The further to the left or the right you move, the more your lens on life distorts.

Wednesday, August 22, 2012

Desperation

As regular readers no doubt already know, this blog originates in Florida. Florida is a battleground state for the 2012 presidential election, and as a consequence, Florida's citizens are bombarded with campaign ads 24/7. Not surprisingly, GOP ads focus on the economy, on unemployment numbers, on the growing debt, and on Barack Obama's intention to continue to increase the size of government. Although most have an edge, they are not classic attack ads.

To date, the Obama campaign has spent almost no ad time talking about his achievements (e.g., the Affordable Care Act) or the economy, except to state (with soft lighting and comforting music) that Obama "cares," really, cares, about the middle class. They never seem to indicate why one should believe that, given the middle class has endured an unemployment rate of over 8 percent for 40 straight months, the middle class has witnessed three years of trillion dollar deficits that will bury their children and grandchildren in debt for generations, and the middle class have lived through a very weak "recovery" that according the some projections is now moving ominously toward a double-dip recession.

Like "hope and change" in 2008, the current President really "cares" in 2012. As an aside, these "caring" ads are a small minority of all ads run by Obama's campaign, and its PACs. The vast majority of Obama's campaign spending in FL goes to attack ads.

Almost all of Obama's attack ads (this includes super-PACs that support him) have had a class warfare meme—Romney, the rich guy, Romney, the founder of a (gasp) private equity firm, Romney, the tax cheat(until that was proved to be an outright lie), Romney, the guy who contributed to the death of a woman who had cancer (until that was proved to be an outright lie), and more recently, Romney, the man who paid (double gasp) a low (but perfectly legal) 14% tax rate. Over the past week the meme has been augmented with Romney, the radical right winger who will conduct a "war on women," and of course, Romney/Ryan, destroyers of "Medicare as we know it."

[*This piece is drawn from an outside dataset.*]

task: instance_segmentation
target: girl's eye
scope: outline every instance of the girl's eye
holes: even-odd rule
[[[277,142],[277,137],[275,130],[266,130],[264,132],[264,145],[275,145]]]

There's a desperation in Obama's ads that is unsettling. The man who promised to bring a "new kind of politics" to the country has broken that promise along with just about every other promise he made in 2008. Of course, Obama supporters don't see it that way. In their eyes, Romney is all of the things that Obama claims him to be—and much, much more. But then again, Obama supporters believe that the current president is blameless for our dire economic situation, was thwarted by the evil GOP at every turn, even while having significant congressional majorities in both houses for two solid years, and when all else fails, that's it's all George W. Bush's fault anyway.

Obama and his supporters have spent about 3 times the money that Romney and his supporters have spent on ad buys, and yet, the President leads in FL polls by about 1 percentage point--well within the margin of error.

Seems to me that the more strident the rhetoric coming from the Obama campaign and its many supporters in the media, the more desperate they appear. In FL, at least, the attack ads don't seem to be working, and in fact, they just might be hurting. That's fine with me.